Di hadapan barisan jenazah yang sudah mulai terurai, ia menjelaskan apa adanya perihal keberadaan serta adat pemakanan yang berlaku di desa tersebut.
Wayan bekerja sebagai pemandu wisata Trunyan semenjak ia masih bujang. Selama ia memandu tentunya pengalaman suka lebih banyak ia dapatkan dibanding dukanya.
Ia menyambut gembira kedatangan wisata yang berkunjung, baik itu asing maupun lokal. Baginya, kedatangan wisatawan merupakan sebuah berkah. Lebih-lebih jika tamunya sedang baik atau puas dari pelayanannnya. Uang tip tentu bisa ia kantongi.

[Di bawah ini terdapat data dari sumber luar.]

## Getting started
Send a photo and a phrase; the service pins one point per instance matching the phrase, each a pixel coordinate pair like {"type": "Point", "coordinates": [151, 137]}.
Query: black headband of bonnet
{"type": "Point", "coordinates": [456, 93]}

“Uang tip merupakan pemberian secara pribadi menurut keikhlasan pengunjung terutama bagi wisatawan asing. Kadang Rp 50.000 bahkan Rp 100.000 bisa masuk ke kantong,” tutur bapak dua anak ini.
Selain Wayan, ada 55 pemandu lain di Trunyan. Mereka bekerja secara bergantian. Dalam seminggu, satu pemandu mendapat giliran dua kali.
Selain uang TIP tadi ia juga memperoleh pendapatan dari kelompok pemandu. Tentu di saat ia sedang bertugas. Besarnya Rp. 20.000 perhari. Kadang juga lebih. “Tergantung situasi jumlah kunjungan wisatawan yang datang,” imbuhnya.
Selain bekerja sebagai seorang pemandu wisata, di hari yang lain ia juga bekerja mencari serta mengumpulkan ikan di sekitar Danau Batur. Danau terluas di Bali ini memang pusat pembibitan ikan. Ikan tersebut untuk dijualnya.
Istri Wayan ibu rumah tangga, mengasuh kedua anaknya yang masih duduk di bangku sekolah dasar.
Wayan tinggal tidak jauh dari lokasi pemakaman berada. “Hanya beberapa menit,” ujarnya
Banjar Madya adalah banjar tempat tingalnya, sementara Kuburan Trunyan termasuk di wilayah Banjar Trunyan.
Sebagai seorang warga asli Trunyan, Wayan sudah banyak menyaksikan langsung prosesi kematian yang unik tersebut. Bahkan semasa muda ia menyaksikan sendiri jasad kakek serta neneknya yang telah tiada digeletakan berpagarkan bambu anyam secukupnya.
Bagi Wayan, semua cerita itu tak hanya disimpannya sendiri tapi untuk diceritakan pada tiap orang yang dipandunya. [b]
wow, pak wayan. kasi tau dong, pas ada yg mau dikubur di terunyan. pasti elok banged. karena katanya harus malam dan pake perahu ke kuburan..
mai buin #melali
Tumben pas kita kesana cuma ada pak wayan cipta saja. Biasanya banyak. Bergerombol bisa 5 – 10 orang.
Benar yg Luhde sarankan ke warga Trunyan, agar mereka mempunyai papan penunjuk harga. Biar jelas dan transparan tarif menyeberang ke kuburannya. Bila perlu, yg jaga memandu dan bagian tiketing menggunakan busana Bali.